Kodak posts larger loss, cut revenue outlook

02 Aug, 2006

Eastman Kodak Co on Tuesday posted a wider second-quarter net loss and cut its full-year revenue outlook, sending its shares down 7.5 percent, as the top maker of photographic film found its shift to digital products more difficult than expected.
The company also said Flextronics International Ltd would manufacture its consumer digital cameras. Citing an ongoing push to increase sales of its more-profitable digital cameras and other products, Kodak said it expected revenue to decline by about 3 percent this year. In January, it had said full-year sales would show anywhere from a decrease of 2 percent to a rise of 4 percent.
Since late 2003, Kodak has been beefing up its digital products, hoping to outpace the decline in demand for film, historically its main revenue source. At the same time, it is shrinking its costs by cutting up to 25,000 jobs and trimming manufacturing assets.

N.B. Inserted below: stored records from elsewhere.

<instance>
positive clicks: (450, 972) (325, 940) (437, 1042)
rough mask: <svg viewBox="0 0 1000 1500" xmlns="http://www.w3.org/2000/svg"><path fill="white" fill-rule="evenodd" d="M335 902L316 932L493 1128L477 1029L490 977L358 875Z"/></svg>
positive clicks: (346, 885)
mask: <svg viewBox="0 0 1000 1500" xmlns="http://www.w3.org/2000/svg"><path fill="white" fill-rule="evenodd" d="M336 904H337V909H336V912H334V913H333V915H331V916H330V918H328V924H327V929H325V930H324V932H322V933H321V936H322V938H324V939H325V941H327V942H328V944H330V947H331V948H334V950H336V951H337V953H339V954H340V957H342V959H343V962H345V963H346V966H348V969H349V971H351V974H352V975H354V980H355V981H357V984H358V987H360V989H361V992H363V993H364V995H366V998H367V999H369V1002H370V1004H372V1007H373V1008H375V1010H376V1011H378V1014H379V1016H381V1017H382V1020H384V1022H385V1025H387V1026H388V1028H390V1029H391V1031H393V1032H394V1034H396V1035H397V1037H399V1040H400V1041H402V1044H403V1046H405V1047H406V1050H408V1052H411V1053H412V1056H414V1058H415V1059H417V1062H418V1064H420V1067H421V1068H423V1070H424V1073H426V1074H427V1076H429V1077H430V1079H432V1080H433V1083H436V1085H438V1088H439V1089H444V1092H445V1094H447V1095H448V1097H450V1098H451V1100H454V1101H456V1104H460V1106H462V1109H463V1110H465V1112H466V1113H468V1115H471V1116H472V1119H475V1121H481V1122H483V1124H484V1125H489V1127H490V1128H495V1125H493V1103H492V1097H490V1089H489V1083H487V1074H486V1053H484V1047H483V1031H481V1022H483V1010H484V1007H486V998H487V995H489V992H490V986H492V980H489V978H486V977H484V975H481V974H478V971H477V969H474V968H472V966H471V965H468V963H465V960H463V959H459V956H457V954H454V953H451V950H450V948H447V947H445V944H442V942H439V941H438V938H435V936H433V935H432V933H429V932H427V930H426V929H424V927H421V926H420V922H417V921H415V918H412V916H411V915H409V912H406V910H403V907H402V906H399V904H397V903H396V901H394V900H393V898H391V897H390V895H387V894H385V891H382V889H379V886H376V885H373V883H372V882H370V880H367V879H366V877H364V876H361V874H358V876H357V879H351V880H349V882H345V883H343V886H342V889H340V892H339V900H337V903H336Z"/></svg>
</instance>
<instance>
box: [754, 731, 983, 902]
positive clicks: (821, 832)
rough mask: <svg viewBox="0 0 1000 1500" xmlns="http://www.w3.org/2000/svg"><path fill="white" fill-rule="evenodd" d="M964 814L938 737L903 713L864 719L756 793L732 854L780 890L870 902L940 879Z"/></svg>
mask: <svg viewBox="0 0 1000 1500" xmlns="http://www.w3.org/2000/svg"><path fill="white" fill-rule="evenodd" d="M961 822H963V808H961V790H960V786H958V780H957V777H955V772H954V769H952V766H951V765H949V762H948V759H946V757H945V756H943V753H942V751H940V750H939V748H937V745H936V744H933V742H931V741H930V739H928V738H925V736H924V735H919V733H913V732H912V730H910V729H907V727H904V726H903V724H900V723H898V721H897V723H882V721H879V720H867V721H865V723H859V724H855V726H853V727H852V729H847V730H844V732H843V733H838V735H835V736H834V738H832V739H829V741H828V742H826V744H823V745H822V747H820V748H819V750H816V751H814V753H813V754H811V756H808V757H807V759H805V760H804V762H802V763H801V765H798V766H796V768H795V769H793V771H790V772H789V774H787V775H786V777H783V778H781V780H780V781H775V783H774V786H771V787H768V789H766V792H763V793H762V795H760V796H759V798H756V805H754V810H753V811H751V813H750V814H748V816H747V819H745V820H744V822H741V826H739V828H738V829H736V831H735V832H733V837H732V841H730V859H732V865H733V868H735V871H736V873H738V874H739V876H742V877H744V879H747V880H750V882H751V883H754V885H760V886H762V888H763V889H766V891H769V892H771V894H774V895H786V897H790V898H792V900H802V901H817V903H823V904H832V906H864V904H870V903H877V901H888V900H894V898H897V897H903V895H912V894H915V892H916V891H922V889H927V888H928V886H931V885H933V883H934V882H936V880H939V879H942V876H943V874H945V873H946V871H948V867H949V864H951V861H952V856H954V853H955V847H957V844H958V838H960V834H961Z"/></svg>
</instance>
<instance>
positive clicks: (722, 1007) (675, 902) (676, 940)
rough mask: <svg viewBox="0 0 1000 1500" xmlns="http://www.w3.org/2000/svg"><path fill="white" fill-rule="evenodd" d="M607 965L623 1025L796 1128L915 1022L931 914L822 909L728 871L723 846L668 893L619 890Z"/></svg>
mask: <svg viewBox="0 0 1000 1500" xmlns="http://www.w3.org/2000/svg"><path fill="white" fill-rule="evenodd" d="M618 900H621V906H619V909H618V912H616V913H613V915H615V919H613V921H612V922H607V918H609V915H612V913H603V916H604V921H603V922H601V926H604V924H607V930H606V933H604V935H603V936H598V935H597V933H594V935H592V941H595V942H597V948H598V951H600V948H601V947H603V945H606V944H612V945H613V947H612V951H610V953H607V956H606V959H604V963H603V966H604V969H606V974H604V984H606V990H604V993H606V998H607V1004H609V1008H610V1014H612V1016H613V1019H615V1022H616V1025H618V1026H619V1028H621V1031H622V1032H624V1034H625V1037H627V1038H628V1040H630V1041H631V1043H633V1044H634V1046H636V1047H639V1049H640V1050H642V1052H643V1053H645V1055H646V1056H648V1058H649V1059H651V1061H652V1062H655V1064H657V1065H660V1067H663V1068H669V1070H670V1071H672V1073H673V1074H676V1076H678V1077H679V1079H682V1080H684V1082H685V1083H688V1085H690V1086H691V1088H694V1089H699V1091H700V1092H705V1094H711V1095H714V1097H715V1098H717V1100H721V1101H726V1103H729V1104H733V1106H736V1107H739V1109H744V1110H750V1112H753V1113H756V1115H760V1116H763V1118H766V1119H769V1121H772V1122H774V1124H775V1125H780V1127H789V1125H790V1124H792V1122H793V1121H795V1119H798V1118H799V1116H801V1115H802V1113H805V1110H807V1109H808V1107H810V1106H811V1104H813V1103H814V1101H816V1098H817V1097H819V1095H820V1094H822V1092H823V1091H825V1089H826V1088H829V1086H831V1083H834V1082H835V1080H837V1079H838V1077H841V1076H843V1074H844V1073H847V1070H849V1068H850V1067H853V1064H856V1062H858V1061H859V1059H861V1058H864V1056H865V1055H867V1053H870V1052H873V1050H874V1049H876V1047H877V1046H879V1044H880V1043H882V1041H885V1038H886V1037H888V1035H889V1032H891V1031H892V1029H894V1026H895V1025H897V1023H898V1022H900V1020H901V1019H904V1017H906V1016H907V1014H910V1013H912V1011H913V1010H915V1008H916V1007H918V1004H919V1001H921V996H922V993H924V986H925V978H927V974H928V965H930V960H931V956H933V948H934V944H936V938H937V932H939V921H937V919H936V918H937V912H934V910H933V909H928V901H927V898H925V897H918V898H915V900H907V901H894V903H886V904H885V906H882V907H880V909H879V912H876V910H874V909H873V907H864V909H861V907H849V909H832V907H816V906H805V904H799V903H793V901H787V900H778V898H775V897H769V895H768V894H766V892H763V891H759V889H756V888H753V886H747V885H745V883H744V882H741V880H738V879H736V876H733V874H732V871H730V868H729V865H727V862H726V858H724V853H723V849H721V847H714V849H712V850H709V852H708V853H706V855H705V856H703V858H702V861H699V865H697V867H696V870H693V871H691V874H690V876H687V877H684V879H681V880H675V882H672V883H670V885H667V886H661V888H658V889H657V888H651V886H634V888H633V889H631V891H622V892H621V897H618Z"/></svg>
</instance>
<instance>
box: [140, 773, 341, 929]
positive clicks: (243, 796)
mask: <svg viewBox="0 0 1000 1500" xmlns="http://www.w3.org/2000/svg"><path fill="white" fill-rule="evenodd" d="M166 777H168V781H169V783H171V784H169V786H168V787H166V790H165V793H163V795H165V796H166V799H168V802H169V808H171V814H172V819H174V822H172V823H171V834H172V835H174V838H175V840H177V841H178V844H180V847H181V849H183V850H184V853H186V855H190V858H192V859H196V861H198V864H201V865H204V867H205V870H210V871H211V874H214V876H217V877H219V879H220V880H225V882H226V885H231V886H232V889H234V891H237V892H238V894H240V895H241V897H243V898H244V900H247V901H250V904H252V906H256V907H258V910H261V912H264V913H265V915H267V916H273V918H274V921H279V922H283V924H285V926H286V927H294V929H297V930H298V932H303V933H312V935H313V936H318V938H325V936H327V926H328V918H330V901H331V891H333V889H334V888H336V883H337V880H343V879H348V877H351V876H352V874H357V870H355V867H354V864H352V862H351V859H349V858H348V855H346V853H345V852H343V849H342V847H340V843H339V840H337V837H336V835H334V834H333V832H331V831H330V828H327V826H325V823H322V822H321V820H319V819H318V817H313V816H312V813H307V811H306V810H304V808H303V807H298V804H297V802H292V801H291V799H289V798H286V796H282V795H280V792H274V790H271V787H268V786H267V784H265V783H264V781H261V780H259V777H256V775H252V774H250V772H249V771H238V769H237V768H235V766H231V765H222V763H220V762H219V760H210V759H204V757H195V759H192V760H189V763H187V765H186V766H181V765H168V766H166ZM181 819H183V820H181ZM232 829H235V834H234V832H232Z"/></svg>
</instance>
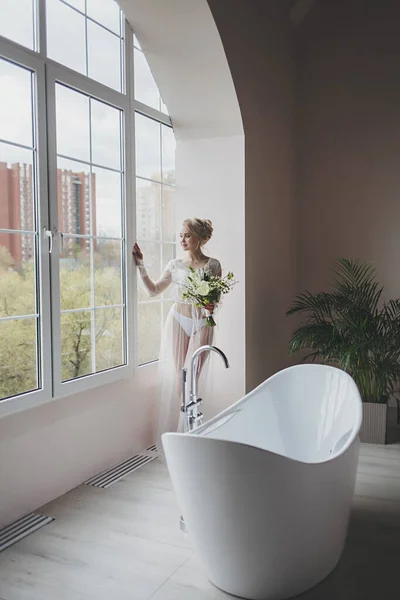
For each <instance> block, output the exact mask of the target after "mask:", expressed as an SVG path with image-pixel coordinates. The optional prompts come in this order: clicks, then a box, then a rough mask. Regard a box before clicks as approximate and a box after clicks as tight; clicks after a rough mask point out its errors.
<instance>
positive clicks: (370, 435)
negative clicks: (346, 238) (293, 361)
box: [286, 259, 400, 444]
mask: <svg viewBox="0 0 400 600" xmlns="http://www.w3.org/2000/svg"><path fill="white" fill-rule="evenodd" d="M334 274H335V277H334V282H333V287H332V291H330V292H319V293H317V294H312V293H310V292H307V291H306V292H304V293H303V294H299V295H297V296H296V297H295V299H294V302H293V304H292V306H291V308H290V309H289V310H288V311H287V313H286V314H287V315H288V316H289V315H296V314H300V315H304V317H305V320H304V321H303V322H301V323H300V325H299V326H298V327H297V328H296V330H295V331H294V333H293V336H292V339H291V341H290V353H291V354H293V353H295V352H297V351H307V354H306V356H305V357H304V358H303V362H304V361H307V360H311V361H318V362H323V363H327V364H331V365H334V366H337V367H339V368H341V369H343V370H344V371H346V372H347V373H349V374H350V375H351V376H352V377H353V379H354V381H355V382H356V384H357V386H358V389H359V391H360V394H361V397H362V399H363V424H362V427H361V431H360V437H361V440H362V441H364V442H369V443H376V444H384V443H386V432H387V405H388V401H389V398H390V397H391V396H394V395H395V393H396V392H397V391H398V388H399V381H400V300H399V299H395V300H390V301H389V302H385V301H383V298H382V295H383V286H381V285H380V284H379V283H378V282H377V281H376V279H375V277H376V274H375V270H374V269H373V267H372V266H371V265H369V264H362V263H360V262H359V261H354V260H348V259H339V260H338V261H337V263H336V267H335V270H334Z"/></svg>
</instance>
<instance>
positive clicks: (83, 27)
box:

The second-quarter net loss widened to $282 million, or 98 cents a share, from $155 million, or 54 cents a share, a year earlier. Excluding one-time costs from restructuring, inventory and other special items, the loss was 19 cents a share. Analysts were expecting a profit of 22 cents a share, according to Reuters Estimates.
In a statement, Kodak Chief Executive Antonio Perez said the company was "coming into the final stages of (its) digital transformation. "By the end of next year the majority of the restructuring costs will be behind us and Kodak will be positioned for sustained success in digital markets," he said.
The Rochester, New York-based company said revenue fell 9 percent to $3.36 billion. Global sales of consumer digital products such as cameras, accessories, memory products and imaging sensors, declined 15 percent, primarily reflecting volume decreases and lower prices.
Kodak said it would stop making digital cameras, with Flextronics now handling all manufacturing of those products. Kodak, which in 2004 stopped selling traditional film cameras in the United States, Canada and Western Europe, will focus instead on the digital cameras' design and sales. About 550 jobs will move to Flextronics, Kodak said.